Simple Linear Regression
Introduction#
Fitting a line (or other function) to a set of data points.
Using np.polyfit
We create a dataset that we then fit with a straight line $f(x) = m x + c$.
npoints = 20
slope = 2
offset = 3
x = np.arange(npoints)
y = slope * x + offset + np.random.normal(size=npoints)
p = np.polyfit(x,y,1) # Last argument is degree of polynomial
To see what we’ve done:
import matplotlib.pyplot as plt
f = np.poly1d(p) # So we can call f(x)
fig = plt.figure()
ax = fig.add_subplot(111)
plt.plot(x, y, 'bo', label="Data")
plt.plot(x,f(x), 'b-',label="Polyfit")
plt.show()
Note: This example follows the numpy documentation at https://docs.scipy.org/doc/numpy/reference/generated/numpy.polyfit.html quite closely.
Using np.linalg.lstsq
We use the same dataset as with polyfit:
npoints = 20
slope = 2
offset = 3
x = np.arange(npoints)
y = slope * x + offset + np.random.normal(size=npoints)

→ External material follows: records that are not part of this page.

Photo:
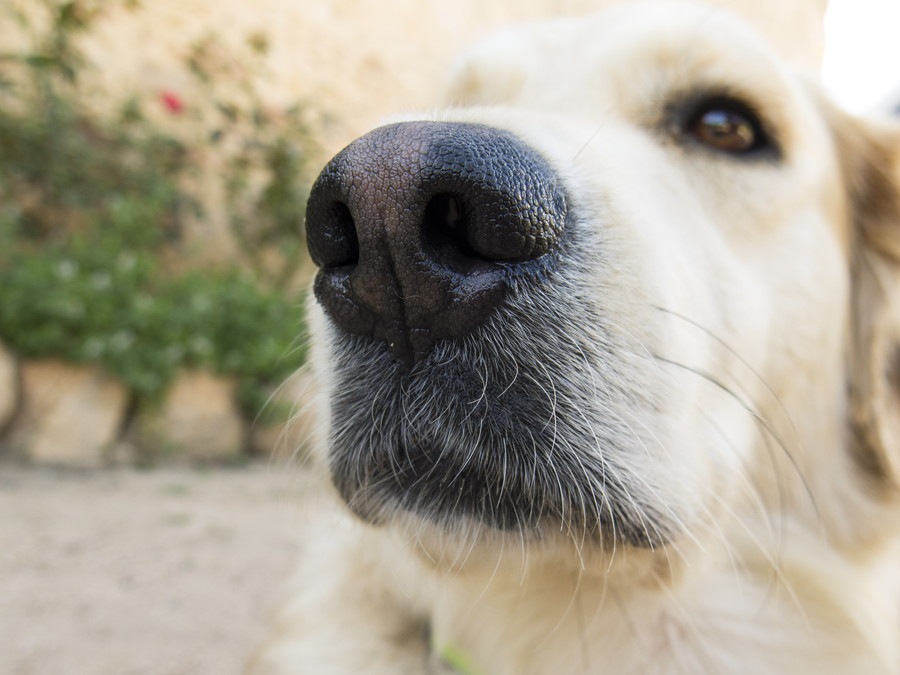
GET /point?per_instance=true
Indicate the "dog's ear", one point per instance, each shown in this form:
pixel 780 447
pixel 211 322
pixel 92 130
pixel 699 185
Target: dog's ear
pixel 870 154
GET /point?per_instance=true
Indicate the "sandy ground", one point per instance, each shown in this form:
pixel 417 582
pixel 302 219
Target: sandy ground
pixel 125 572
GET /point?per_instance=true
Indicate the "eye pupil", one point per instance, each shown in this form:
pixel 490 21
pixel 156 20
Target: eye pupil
pixel 726 130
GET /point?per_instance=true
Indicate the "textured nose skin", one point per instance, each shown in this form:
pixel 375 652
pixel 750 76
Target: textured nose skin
pixel 420 228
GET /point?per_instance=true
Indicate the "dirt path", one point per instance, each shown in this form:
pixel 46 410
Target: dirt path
pixel 165 572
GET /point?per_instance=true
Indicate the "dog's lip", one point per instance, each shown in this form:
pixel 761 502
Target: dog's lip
pixel 409 338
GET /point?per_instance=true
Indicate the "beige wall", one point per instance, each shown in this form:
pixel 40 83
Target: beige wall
pixel 359 60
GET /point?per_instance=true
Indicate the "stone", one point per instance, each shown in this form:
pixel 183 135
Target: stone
pixel 197 421
pixel 70 415
pixel 9 387
pixel 283 429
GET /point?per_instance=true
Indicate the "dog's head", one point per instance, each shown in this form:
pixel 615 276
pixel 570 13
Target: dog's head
pixel 637 281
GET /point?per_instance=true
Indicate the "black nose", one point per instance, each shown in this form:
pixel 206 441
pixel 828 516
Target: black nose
pixel 420 229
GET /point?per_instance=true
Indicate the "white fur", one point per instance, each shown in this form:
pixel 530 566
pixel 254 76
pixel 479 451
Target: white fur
pixel 747 276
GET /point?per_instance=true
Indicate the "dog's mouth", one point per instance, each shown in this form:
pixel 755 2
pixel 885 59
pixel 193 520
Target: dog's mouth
pixel 503 409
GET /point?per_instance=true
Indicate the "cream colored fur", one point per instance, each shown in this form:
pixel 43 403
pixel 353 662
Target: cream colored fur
pixel 775 443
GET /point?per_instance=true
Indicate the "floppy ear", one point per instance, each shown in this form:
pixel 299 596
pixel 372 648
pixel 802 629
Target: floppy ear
pixel 871 161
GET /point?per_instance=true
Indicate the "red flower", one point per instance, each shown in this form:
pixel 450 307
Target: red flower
pixel 172 102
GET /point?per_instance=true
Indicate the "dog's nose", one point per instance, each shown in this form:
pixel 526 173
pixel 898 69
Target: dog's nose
pixel 421 228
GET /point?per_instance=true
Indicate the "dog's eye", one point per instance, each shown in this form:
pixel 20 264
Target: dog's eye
pixel 727 127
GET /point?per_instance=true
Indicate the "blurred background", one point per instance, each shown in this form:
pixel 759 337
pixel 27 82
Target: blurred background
pixel 154 163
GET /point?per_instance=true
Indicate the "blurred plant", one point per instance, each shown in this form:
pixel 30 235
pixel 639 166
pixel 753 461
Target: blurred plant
pixel 89 208
pixel 262 151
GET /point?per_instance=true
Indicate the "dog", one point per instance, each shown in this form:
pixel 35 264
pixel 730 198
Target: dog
pixel 608 351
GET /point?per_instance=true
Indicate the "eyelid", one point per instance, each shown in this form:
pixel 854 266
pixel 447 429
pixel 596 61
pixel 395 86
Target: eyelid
pixel 686 109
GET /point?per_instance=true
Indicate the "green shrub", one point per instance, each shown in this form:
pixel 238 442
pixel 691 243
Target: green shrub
pixel 90 214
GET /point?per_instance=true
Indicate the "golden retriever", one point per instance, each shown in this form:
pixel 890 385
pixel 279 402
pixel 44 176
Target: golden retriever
pixel 609 356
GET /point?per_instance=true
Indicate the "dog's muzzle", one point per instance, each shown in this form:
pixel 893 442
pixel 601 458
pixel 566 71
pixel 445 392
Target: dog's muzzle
pixel 421 228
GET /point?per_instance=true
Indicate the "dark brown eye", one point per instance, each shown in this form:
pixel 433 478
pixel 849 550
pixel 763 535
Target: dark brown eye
pixel 728 128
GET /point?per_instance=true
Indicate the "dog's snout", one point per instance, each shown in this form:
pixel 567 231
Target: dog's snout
pixel 421 228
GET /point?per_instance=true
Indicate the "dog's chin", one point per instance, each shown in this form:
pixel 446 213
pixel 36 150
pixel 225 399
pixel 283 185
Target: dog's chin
pixel 481 432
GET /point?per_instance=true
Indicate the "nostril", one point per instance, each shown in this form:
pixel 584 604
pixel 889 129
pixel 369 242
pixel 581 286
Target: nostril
pixel 445 228
pixel 333 241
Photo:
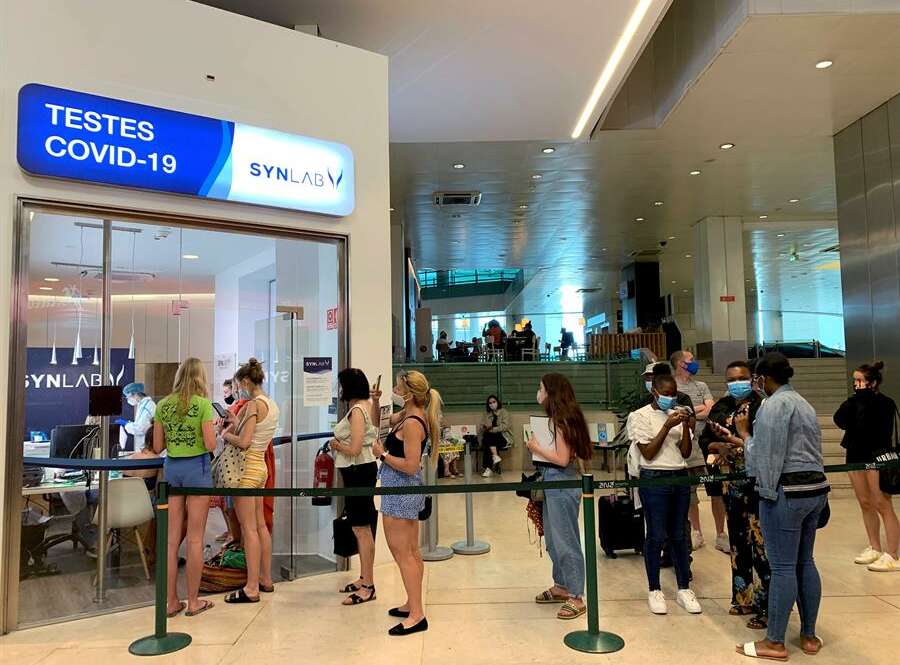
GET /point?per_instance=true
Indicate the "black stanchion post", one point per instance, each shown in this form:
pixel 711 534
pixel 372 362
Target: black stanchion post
pixel 592 640
pixel 162 641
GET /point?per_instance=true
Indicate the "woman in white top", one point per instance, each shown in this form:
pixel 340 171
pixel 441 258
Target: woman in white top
pixel 256 425
pixel 352 443
pixel 663 433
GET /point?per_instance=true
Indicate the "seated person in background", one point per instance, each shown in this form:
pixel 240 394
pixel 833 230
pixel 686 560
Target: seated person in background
pixel 495 434
pixel 442 346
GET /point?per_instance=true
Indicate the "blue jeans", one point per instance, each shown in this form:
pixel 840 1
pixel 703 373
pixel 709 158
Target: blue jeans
pixel 561 533
pixel 789 529
pixel 665 511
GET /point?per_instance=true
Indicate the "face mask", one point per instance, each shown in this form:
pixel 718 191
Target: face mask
pixel 740 389
pixel 664 402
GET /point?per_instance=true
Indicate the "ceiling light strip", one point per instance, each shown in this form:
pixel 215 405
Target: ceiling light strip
pixel 618 53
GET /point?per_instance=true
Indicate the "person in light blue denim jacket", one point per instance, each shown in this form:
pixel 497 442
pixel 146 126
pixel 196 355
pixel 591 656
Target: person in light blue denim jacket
pixel 784 454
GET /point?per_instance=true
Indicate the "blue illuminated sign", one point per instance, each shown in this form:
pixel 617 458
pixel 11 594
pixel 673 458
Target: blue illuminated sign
pixel 67 134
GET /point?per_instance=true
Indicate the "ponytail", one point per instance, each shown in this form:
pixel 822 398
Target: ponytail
pixel 434 407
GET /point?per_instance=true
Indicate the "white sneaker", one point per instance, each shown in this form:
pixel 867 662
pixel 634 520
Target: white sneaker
pixel 867 556
pixel 657 602
pixel 686 599
pixel 885 564
pixel 722 543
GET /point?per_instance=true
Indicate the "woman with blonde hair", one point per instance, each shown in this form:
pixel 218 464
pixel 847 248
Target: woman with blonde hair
pixel 401 460
pixel 252 433
pixel 184 429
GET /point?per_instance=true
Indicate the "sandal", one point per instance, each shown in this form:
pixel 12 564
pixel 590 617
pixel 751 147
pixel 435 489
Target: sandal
pixel 570 611
pixel 174 613
pixel 547 597
pixel 207 604
pixel 356 599
pixel 749 649
pixel 810 652
pixel 240 596
pixel 758 623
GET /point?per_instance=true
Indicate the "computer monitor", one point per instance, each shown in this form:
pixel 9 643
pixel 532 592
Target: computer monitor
pixel 72 440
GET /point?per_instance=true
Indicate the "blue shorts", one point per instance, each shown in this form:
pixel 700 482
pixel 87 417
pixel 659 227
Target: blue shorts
pixel 188 471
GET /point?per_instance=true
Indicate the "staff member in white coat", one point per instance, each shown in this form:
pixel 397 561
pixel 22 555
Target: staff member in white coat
pixel 144 412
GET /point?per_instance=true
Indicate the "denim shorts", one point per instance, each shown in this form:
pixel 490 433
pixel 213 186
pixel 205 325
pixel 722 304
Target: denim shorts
pixel 188 471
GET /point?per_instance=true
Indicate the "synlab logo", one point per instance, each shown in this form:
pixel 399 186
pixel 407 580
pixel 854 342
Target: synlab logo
pixel 335 181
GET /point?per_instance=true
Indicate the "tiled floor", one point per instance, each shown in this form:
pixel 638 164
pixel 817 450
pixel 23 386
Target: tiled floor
pixel 480 610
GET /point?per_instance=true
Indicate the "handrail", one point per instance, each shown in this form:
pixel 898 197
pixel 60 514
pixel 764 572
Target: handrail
pixel 133 464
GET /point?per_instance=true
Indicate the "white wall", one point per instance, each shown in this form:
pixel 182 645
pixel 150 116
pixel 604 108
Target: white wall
pixel 159 54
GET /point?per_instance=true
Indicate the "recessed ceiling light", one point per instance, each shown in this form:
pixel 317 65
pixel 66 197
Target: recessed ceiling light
pixel 609 69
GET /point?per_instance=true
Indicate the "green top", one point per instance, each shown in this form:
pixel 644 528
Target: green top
pixel 184 433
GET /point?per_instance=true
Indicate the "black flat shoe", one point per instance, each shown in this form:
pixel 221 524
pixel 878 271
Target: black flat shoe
pixel 399 630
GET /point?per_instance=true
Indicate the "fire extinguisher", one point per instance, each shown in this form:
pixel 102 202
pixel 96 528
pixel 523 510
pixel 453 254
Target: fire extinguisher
pixel 323 475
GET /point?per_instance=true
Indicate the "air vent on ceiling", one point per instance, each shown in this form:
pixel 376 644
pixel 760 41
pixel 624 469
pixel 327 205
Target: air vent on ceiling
pixel 443 199
pixel 645 253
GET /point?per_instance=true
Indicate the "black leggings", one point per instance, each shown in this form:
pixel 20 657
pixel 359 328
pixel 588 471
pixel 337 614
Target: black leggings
pixel 489 439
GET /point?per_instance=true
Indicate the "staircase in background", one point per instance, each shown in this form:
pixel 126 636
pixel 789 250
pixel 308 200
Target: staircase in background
pixel 825 383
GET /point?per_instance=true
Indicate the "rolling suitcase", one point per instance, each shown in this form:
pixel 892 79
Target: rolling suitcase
pixel 620 524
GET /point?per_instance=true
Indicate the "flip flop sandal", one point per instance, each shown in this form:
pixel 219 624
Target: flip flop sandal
pixel 816 652
pixel 758 623
pixel 175 613
pixel 356 599
pixel 240 596
pixel 207 604
pixel 570 611
pixel 749 650
pixel 547 598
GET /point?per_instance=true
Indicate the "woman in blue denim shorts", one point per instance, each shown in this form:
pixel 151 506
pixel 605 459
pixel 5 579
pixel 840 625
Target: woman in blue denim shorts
pixel 184 429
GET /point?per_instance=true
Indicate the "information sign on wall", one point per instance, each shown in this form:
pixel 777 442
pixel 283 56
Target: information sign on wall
pixel 78 136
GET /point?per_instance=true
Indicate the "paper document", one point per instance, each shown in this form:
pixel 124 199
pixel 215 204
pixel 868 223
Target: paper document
pixel 540 427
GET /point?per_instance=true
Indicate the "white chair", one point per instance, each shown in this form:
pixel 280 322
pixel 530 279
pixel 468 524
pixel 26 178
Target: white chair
pixel 128 506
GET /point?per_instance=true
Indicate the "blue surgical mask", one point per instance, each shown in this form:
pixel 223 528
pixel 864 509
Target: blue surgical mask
pixel 740 389
pixel 664 402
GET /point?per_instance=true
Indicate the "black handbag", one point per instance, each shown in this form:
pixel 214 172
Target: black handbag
pixel 889 479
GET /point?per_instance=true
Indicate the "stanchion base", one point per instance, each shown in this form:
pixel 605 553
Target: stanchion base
pixel 157 646
pixel 478 547
pixel 439 553
pixel 583 640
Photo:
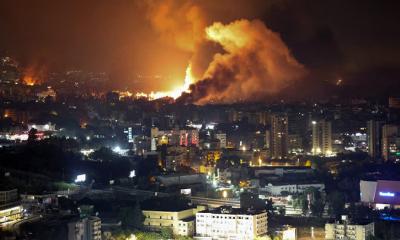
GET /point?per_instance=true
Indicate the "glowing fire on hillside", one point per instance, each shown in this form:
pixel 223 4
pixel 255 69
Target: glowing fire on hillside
pixel 175 93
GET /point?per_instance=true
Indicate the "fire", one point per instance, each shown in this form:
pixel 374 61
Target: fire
pixel 28 80
pixel 34 74
pixel 175 93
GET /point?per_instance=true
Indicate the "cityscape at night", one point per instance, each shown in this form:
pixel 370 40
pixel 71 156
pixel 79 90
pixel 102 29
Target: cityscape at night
pixel 199 120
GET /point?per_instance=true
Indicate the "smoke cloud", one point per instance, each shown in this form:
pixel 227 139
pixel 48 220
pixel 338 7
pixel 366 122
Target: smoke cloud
pixel 256 64
pixel 179 23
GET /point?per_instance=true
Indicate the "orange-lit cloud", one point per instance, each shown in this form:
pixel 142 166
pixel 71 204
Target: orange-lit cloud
pixel 180 23
pixel 256 64
pixel 34 74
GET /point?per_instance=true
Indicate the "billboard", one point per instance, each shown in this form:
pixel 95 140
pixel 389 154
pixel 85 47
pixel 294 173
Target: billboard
pixel 381 191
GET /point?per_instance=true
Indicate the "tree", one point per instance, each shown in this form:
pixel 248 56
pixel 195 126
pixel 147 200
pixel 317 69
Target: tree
pixel 139 217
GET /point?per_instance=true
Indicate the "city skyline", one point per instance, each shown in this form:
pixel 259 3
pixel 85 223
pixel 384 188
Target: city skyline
pixel 147 45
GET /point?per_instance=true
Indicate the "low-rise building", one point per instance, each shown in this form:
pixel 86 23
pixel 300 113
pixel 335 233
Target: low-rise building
pixel 380 193
pixel 180 220
pixel 85 229
pixel 280 188
pixel 345 229
pixel 231 223
pixel 10 207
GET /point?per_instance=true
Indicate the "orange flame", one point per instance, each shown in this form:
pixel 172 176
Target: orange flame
pixel 33 75
pixel 175 93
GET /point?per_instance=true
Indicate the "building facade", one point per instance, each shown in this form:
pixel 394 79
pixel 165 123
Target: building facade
pixel 321 138
pixel 374 135
pixel 181 222
pixel 10 208
pixel 231 224
pixel 85 229
pixel 279 136
pixel 346 229
pixel 390 142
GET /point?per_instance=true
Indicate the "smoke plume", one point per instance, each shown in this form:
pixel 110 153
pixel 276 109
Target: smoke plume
pixel 252 62
pixel 255 65
pixel 180 23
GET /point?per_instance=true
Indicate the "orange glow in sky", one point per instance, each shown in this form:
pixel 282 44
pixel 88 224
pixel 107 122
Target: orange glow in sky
pixel 176 92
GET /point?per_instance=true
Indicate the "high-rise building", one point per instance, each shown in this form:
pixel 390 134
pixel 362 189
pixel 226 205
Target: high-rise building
pixel 374 138
pixel 390 142
pixel 279 136
pixel 321 138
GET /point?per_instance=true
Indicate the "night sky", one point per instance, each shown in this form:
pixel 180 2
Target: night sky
pixel 357 41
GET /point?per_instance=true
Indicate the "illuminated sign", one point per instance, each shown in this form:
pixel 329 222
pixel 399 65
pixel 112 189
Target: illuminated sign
pixel 386 194
pixel 80 178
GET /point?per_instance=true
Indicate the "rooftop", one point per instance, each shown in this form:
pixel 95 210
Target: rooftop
pixel 233 211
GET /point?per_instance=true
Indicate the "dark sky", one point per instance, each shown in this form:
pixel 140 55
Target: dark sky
pixel 357 40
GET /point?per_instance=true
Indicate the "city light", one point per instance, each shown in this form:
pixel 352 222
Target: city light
pixel 386 194
pixel 80 178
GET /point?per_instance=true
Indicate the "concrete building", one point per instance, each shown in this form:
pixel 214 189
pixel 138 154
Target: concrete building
pixel 374 136
pixel 222 139
pixel 279 136
pixel 345 229
pixel 380 193
pixel 181 179
pixel 10 207
pixel 176 137
pixel 321 138
pixel 282 170
pixel 181 221
pixel 85 229
pixel 231 223
pixel 278 189
pixel 390 142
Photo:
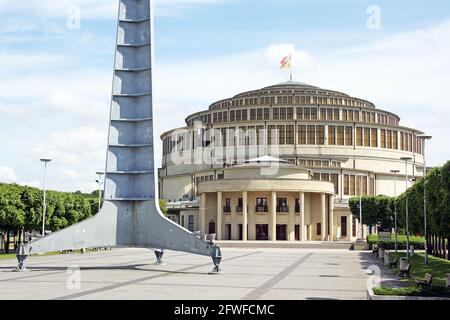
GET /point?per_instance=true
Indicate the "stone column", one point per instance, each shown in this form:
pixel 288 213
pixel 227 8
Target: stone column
pixel 202 213
pixel 219 216
pixel 331 222
pixel 349 226
pixel 291 223
pixel 303 236
pixel 273 217
pixel 324 220
pixel 244 216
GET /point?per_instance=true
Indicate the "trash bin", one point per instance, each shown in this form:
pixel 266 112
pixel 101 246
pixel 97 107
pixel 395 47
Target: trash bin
pixel 387 258
pixel 381 254
pixel 403 263
pixel 411 250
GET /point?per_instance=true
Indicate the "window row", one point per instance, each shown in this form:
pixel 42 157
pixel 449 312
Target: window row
pixel 355 185
pixel 292 113
pixel 290 135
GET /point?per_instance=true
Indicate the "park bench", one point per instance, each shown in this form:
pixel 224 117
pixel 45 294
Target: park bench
pixel 405 272
pixel 393 263
pixel 426 281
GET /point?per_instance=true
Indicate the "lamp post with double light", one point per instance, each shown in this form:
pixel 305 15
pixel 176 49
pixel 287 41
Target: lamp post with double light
pixel 424 138
pixel 406 159
pixel 99 181
pixel 395 172
pixel 44 210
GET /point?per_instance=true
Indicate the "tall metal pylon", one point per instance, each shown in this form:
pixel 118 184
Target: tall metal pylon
pixel 130 216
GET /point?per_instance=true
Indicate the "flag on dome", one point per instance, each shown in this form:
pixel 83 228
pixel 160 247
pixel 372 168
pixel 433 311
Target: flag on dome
pixel 286 62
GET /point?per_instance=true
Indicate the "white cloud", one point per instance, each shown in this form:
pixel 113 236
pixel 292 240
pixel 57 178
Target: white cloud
pixel 7 174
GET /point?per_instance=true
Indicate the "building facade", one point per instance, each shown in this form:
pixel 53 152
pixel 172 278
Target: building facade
pixel 284 160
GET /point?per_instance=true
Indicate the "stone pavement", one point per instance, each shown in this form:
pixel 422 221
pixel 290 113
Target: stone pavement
pixel 246 274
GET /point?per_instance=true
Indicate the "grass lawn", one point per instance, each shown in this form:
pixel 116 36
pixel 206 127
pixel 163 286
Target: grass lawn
pixel 438 267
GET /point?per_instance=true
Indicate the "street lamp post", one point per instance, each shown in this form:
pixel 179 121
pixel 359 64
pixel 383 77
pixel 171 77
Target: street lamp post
pixel 395 172
pixel 424 137
pixel 406 159
pixel 360 208
pixel 45 161
pixel 99 181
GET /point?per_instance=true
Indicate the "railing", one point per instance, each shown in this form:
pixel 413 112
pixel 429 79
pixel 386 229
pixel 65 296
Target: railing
pixel 283 209
pixel 262 209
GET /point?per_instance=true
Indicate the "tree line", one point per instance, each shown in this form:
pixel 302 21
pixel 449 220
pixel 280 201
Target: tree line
pixel 21 210
pixel 380 210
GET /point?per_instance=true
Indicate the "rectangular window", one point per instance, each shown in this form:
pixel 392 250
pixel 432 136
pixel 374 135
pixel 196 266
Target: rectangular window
pixel 331 135
pixel 323 114
pixel 358 185
pixel 244 115
pixel 307 114
pixel 301 134
pixel 359 136
pixel 299 113
pixel 348 136
pixel 290 113
pixel 366 137
pixel 290 134
pixel 272 135
pixel 319 229
pixel 334 178
pixel 340 136
pixel 364 186
pixel 266 113
pixel 242 136
pixel 374 138
pixel 383 138
pixel 276 114
pixel 233 116
pixel 336 115
pixel 238 115
pixel 320 134
pixel 395 140
pixel 346 185
pixel 311 135
pixel 352 185
pixel 282 113
pixel 329 114
pixel 388 139
pixel 281 135
pixel 251 133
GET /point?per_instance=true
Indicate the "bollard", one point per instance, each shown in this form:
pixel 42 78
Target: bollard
pixel 411 250
pixel 381 253
pixel 387 258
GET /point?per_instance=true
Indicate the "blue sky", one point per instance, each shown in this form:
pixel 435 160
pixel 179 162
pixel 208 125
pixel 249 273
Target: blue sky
pixel 56 82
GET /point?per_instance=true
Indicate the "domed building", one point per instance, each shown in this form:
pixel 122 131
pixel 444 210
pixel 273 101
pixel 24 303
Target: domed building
pixel 284 161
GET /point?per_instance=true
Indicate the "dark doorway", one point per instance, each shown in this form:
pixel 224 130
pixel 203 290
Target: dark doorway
pixel 228 232
pixel 297 232
pixel 281 232
pixel 262 232
pixel 344 226
pixel 212 227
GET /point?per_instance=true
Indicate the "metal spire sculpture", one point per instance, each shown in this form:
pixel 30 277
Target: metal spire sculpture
pixel 130 216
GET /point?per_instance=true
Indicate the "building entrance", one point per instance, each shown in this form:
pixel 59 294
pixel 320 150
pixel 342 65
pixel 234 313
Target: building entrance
pixel 262 232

Now, we try to find a solution by minimizing the system of linear equations A b = c by minimizing |c-A b|**2
import matplotlib.pyplot as plt # So we can plot the resulting fit
A = np.vstack([x,np.ones(npoints)]).T
m, c = np.linalg.lstsq(A, y)[0] # Don't care about residuals right now
fig = plt.figure()
ax = fig.add_subplot(111)
plt.plot(x, y, 'bo', label="Data")
plt.plot(x, m*x+c, 'r--',label="Least Squares")
plt.show()
Note: This example follows the numpy documentation at https://docs.scipy.org/doc/numpy/reference/generated/numpy.linalg.lstsq.html quite closely.